En el campo –mundo o universo, porque a exageraciones tampoco nos gana nadie- del protocolo esto se da mucho, tanto, que hasta nosotros mismos nos lo estamos creyendo. Y es que, al contrario de lo que muchos piensan, ser multitarea no nos transforma en un hombre del Renacimiento (erudito y culto, preocupado por el estudio de todas las disciplinas en el campo del saber) ni siquiera nos hace más productivos, más bien al contrario.

Los multitarea manifiestan  ser capaces de efectuar varias tareas de forma simultánea, en el mal entendido de que cuantas más actividades se desarrollen se es más creativo, competente y eficiente. Y van por la vida creyéndose el mismísimo Leonardo –Da Vinci– aunque alguno, cuando en su ignorancia menciona solo el nombre propio, seguro que piensa en Di Caprio.

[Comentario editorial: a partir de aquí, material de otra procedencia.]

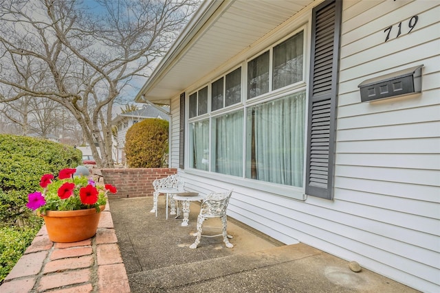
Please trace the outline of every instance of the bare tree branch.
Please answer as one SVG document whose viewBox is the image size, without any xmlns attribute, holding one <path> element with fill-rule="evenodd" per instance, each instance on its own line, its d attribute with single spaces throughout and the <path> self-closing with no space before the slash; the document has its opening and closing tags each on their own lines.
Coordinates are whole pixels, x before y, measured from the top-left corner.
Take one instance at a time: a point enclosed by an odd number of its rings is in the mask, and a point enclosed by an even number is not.
<svg viewBox="0 0 440 293">
<path fill-rule="evenodd" d="M 58 103 L 80 126 L 98 167 L 113 166 L 113 104 L 128 97 L 121 93 L 133 78 L 148 78 L 198 2 L 3 0 L 0 102 Z"/>
</svg>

¡Craso error!. Un jefe de protocolo multitarea es un individuo que se despista con facilidad (quiere estar a todo y no se concentra en nada); cambia constantemente de idea y no diferencia lo sustancial de lo insustancial, lo que disminuye su rendimiento; quiere controlar todo y no responsabilizarse de nada. Comete errores, no es eficaz y la calidad de su trabajo es baja.

Como diría mi abuela “quien mucho abarca, poco aprieta”.

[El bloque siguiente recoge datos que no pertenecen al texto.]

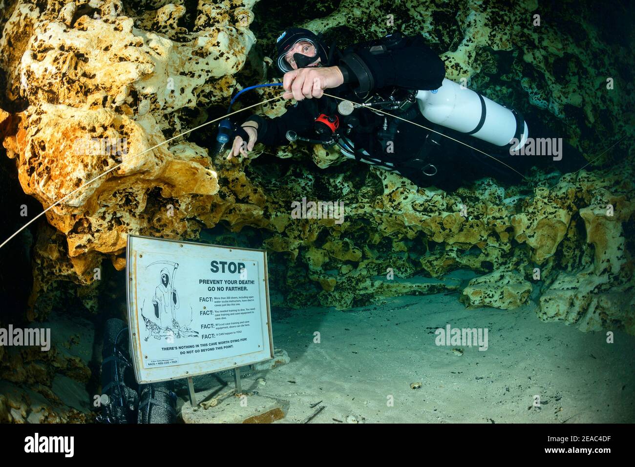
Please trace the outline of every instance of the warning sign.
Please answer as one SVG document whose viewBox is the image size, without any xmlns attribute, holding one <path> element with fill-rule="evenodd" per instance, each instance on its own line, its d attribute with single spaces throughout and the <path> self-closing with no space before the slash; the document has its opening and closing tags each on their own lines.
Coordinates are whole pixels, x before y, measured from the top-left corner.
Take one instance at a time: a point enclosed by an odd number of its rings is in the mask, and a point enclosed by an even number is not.
<svg viewBox="0 0 635 467">
<path fill-rule="evenodd" d="M 128 314 L 139 383 L 273 357 L 266 251 L 129 235 Z"/>
</svg>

No nos confundamos, un buen jefe –responsable, director- de protocolo debería:

  1. Tener conocimientos técnicos del campo en el que desarrolla su trabajo y un dominio de las  herramientas necesarias para realizarlo de forma eficaz.
  2. Tener una visión clara de lo que quiere organizar y qué debe hacer para llevarlo a cabo. Para ello debe ser capaz de descomponer todas y cada una de las fases de la organización de un evento y analizar las relaciones que hay entre ellas, tanto a nivel interno como externo.
  3. Y además ser capaz de coordinar un equipo de manera eficaz, para distribuir todo ese trabajo que requiere el evento y a la vez conseguir que todos los miembros de su equipo estén motivados, alcancen sus objetivos y se desarrollen profesionalmente. Esto implica: capacidad de comunicación, delegación de funciones y confianza en el equipo; es decir liderazgo.

Solo son tres habilidades, no se pide nada más. En definitiva, menos multitarea y más liderazgo. Menos intentar hacer todo y más  gestionar tareas, tomar decisiones, inspirar al grupo, motivar; con la vista puesta en los objetivos, no en uno mismo.